One difference between an annual report and the original offering statement is that the financial statements for the most recent fiscal year need only be certified by the principal executive officer of the company to be true and correct in all material respects (unless reviewed or audited financial statements are available for such year, in which case those financial statements must be provided).

Companies will be required to continue to file annual reports every year until the earliest of the following:

  • The company has filed for IPO;
  • The company has filed at least one annual report and has fewer than 300 shareholders of record;
  • The company has filed at least three annual reports and has total assets that do not exceed $10 million;
  • The company or another party purchases or repurchases all of the securities issued pursuant to crowdfunding offerings, including any payment in full of debt securities and any complete redemption of redeemable securities; or
  • The company liquidates or dissolves in accordance with state law.

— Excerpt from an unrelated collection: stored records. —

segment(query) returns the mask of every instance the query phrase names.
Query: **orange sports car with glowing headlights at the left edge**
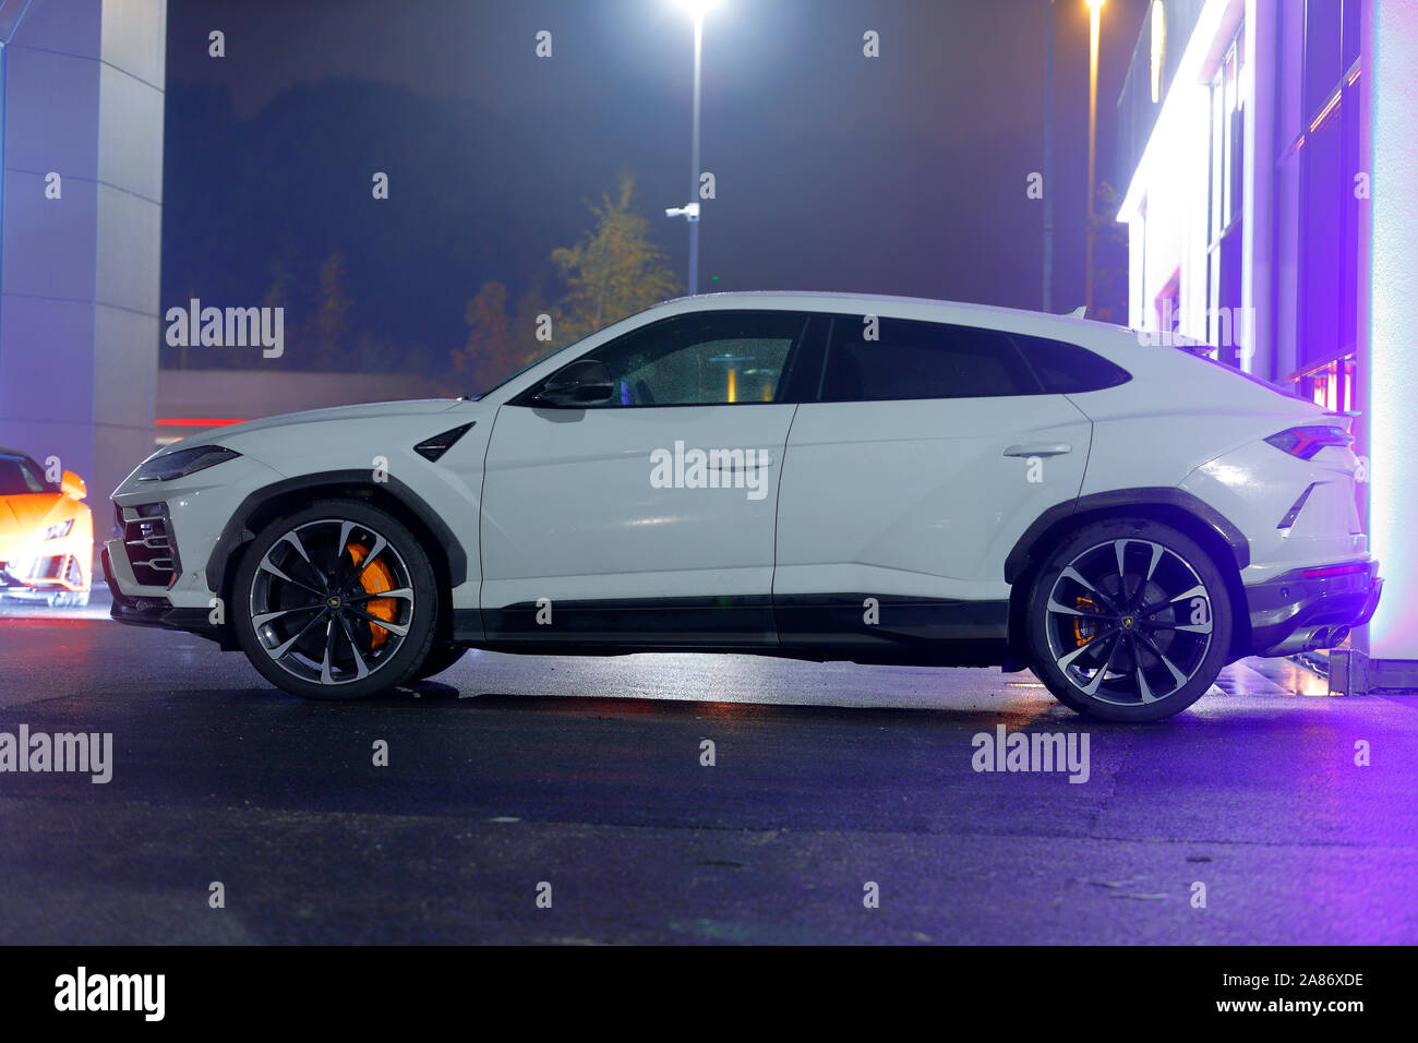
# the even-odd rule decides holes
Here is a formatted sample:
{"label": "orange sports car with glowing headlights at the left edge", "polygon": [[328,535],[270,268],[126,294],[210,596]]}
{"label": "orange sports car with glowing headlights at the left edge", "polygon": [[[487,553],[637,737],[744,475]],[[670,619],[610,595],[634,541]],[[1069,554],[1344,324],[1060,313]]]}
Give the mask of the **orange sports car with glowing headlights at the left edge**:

Cancelation or Early Termination

  1. The campaign will have been open for a minimum of 21 days at the time of the closing;
  2. Equity Portal provides notice to any potential investors and gives or sends notice to investors that have made investment commitments in the offering of:
    1. The new, anticipated closing date of the offering;
    2. The right of investors to cancel investment commitments for any reason until 48 hours prior to the new closing date; and
    3. Whether the issuer will continue to accept investment commitments during the 48-hour period prior to the new closing date.
  3. The new offering closing date is scheduled for and occurs at least five business days after the notice is provided; and
  4. At the time of the new closing date, the campaign meets or exceeds the target offering amount.

Relationship

It is extremely important to note that once an issuers campaign is over, there may or may not be any ongoing relationship between the issuer and Equity Portal.